Solar-Industrie in Taiwan

Die taiwanische Gintech Energy Corporation hat sich auf die Herstellung von Solarzellen aus Poly-Silizium mit hohem Wirkungsgrad spezialisiert. In den nächsten Jahren will das Unternehmen diesen auf 17,5 Prozent steigern.

Elektronik-Redakteur Dr. Jens Würtenberg sprach am Rande des Intersolar 2009 Taiwan PV Industry Forum mit dem Sales Director von Gintech Energy über das Unternehmen, das Produkt-Portfolio und die Entwicklung der Solar-Industrie in den nächsten Jahren.

Herr Chien, welchen Vorteil sehen Sie in den Poly-Silizium-Solarzellen mit hohem Wirkungsgrad angesichts der Entwicklung von Dünnschicht-Solarzellen, die zwar um die 10 Prozent erreichen, dafür aber deutlich kostengünstiger sind?

Robin P.Y. Chien: Die Poly-Silizium-Solar-Zellen sind zuverlässiger als die Dünnschicht-Module. Aber in den letzten drei Jahren hat der unvernünftig hohe Preis von Poly-Silizium zu einer Verknappung geführt, was für die Solar-Industrie durchaus ein Problem darstellte. Das war auch einer der wesentlichen Gründe für den massiven Ausbau der Dünnschicht-Fertigungskapazitäten.

Derzeit aber bricht wegen der globalen Finanzkrise der Markt ein, und das beeinflusst auch den Preis des Poly-Siliziums. Da der Preis so schnell herunterging, wird die Differenz zwischen Poly-Silizium- und Dünnschicht-Modulen deutlich kleiner. Die Kunden könnten deswegen zu dem doch zuverlässigeren Produkt zurückkehren, den Poly-Silizium-Modulen. Aber natürlich haben Dünnschicht-Module durch den niedrigeren Preis noch Vorteile, sie werden weiter im Markt bleiben, aber sie werden die Poly-Silizium-Module nicht verdrängen.

Robin Chien hat an der Taiwan University Betriebswirtschaft studiert und dort 1997 mit dem MBA abgeschlossen. Danach wer er mehr als zehn Jahre lang tätig im Marketing & Sales für die Computer-Branche und in der Telekommunikation. Dabei konnte er sowohl im weltweiten Vertrieb als auch in Taiwan, China und den USA Erfahrungen sammeln. Chien ist seit Januar 2007 als Sales Director der Gintechn Energy Corporation für den weltweiten Vertrieb der Gintech-Solar-Zellen verantwortlich.

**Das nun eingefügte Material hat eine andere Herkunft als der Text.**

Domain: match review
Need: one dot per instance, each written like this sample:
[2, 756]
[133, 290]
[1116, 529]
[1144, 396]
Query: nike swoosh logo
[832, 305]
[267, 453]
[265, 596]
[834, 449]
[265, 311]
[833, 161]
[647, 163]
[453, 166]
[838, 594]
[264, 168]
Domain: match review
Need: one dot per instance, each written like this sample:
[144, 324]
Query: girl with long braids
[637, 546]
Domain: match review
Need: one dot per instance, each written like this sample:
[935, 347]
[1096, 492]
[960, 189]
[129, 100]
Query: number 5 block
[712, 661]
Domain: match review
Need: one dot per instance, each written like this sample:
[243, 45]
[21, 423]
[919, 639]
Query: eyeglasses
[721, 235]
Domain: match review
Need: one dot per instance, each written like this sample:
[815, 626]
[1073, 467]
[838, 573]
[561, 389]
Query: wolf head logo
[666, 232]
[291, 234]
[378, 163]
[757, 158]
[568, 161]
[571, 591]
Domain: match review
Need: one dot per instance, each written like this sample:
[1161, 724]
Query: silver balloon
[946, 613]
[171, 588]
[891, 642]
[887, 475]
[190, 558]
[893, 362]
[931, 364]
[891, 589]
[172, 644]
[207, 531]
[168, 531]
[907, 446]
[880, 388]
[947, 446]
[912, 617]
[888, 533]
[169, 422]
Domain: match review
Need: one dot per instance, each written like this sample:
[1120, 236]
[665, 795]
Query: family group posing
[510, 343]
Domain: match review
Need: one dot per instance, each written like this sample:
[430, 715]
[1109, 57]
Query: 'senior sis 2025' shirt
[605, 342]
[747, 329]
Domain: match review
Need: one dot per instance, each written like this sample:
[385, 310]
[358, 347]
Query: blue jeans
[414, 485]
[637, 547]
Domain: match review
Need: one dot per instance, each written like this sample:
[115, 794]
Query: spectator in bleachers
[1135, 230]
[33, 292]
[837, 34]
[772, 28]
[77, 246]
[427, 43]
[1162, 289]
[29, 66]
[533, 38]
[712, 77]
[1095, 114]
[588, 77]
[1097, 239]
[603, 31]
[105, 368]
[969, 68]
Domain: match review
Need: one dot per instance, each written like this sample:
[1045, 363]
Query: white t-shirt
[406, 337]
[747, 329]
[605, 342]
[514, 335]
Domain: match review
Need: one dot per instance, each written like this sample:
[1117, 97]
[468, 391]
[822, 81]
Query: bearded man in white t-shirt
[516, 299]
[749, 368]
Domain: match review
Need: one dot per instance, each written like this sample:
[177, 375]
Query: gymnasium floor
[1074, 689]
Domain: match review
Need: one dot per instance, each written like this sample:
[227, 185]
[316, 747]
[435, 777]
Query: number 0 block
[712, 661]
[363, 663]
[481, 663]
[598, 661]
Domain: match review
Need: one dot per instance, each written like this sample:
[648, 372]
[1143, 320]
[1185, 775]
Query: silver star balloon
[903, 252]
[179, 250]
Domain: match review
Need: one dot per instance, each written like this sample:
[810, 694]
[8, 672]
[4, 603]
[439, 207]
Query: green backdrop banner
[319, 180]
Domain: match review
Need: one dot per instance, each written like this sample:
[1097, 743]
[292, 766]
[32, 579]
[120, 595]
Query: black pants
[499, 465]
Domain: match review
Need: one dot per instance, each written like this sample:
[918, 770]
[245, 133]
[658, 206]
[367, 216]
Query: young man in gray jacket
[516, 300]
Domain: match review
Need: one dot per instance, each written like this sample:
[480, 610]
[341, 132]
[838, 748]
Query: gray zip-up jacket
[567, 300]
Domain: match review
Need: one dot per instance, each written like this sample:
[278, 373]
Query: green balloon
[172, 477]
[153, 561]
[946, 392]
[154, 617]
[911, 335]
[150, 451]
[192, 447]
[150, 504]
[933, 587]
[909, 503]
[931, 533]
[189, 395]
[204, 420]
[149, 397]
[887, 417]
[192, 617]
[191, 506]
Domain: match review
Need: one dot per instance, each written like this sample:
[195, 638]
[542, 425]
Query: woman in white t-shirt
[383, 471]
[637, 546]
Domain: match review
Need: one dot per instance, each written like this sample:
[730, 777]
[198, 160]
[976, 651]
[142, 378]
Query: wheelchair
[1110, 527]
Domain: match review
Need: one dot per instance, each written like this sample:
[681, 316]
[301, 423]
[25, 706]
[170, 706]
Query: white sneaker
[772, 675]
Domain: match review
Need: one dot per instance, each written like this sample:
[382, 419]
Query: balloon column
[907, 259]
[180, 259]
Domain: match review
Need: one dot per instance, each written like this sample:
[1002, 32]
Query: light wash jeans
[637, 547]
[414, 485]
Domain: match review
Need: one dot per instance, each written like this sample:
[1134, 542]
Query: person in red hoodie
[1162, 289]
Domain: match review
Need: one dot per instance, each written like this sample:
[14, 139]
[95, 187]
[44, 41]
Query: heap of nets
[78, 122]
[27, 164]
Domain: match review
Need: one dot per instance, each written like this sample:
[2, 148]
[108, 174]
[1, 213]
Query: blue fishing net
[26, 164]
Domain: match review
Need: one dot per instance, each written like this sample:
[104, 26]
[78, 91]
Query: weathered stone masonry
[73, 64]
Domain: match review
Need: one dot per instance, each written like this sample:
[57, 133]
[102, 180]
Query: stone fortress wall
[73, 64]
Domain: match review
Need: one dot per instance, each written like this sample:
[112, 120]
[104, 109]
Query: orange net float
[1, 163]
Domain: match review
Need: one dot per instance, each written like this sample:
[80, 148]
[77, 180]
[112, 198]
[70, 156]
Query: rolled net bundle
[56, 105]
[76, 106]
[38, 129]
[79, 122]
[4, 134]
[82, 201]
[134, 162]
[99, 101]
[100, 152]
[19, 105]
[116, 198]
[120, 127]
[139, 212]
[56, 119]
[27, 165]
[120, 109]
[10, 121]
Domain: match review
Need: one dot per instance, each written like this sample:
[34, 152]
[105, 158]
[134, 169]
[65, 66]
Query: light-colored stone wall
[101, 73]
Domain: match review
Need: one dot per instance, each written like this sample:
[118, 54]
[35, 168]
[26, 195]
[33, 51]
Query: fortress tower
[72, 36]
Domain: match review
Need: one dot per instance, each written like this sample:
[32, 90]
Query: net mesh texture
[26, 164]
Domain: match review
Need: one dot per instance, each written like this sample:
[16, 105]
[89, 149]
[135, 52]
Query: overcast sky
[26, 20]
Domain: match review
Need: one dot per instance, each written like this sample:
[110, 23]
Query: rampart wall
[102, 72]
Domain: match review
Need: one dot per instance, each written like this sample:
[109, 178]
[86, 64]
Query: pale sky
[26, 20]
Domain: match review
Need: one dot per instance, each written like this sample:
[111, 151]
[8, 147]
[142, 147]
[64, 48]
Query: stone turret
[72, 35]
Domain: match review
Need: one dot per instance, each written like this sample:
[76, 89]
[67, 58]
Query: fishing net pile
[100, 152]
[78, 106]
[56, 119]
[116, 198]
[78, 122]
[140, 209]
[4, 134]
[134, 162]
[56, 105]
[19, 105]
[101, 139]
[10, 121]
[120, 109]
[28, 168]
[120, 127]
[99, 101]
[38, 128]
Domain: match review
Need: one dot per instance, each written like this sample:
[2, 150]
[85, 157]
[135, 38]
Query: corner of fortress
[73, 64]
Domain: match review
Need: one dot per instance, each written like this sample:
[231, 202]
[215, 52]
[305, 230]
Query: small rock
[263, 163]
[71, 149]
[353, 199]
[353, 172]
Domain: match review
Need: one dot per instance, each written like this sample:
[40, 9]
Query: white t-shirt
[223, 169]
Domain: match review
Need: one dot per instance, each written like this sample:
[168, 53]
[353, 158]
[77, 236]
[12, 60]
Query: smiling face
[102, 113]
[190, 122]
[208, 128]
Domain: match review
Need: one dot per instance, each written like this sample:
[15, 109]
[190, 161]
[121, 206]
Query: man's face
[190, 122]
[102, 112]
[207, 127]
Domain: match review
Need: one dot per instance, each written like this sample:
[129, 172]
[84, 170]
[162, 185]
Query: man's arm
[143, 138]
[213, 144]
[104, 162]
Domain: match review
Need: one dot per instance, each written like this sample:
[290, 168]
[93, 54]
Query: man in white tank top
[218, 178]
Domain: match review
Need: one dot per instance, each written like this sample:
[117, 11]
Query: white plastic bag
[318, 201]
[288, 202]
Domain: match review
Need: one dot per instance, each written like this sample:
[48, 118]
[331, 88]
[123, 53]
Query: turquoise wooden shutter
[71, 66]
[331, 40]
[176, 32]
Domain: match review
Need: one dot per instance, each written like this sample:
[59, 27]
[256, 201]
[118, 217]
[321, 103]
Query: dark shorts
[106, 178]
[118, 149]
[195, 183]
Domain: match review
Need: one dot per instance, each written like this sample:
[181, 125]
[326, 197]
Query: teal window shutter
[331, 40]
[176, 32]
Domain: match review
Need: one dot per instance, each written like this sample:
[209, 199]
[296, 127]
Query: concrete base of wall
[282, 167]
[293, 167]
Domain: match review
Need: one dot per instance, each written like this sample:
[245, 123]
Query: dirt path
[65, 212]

Erwarten Sie, dass Sie in Zukunft Ihre Poly-Silizium-Solarzellen nicht nur mit höherem Wirkungsgrad sondern auch kostengünstiger produzieren können? Wie sieht Ihre »Roadmap« für die nächsten Jahre aus?

Was die Kosten betrifft, so liegt der größte Kostenanteil beim Material, den Wafern. Die Steigerung des Wirkungsgrades ist immer unser Ziel, da so mehr elektrische Energie erzeugt werden kann und der mittlere Preis pro Kilowattstunde entsprechend sinkt. Würden die Kosten für die Wafer dramatisch sinken, gäbe es natürlich sofort günstige Poly-Silizium-Solar-Zellen. Unsere Roadmap zielt aber in erster Linie darauf ab, einen höheren Wirkungsgrad zu erreichen. Wir glauben, dass auch dies ein Weg ist, die sogenannte Grid Parity zu erreichen.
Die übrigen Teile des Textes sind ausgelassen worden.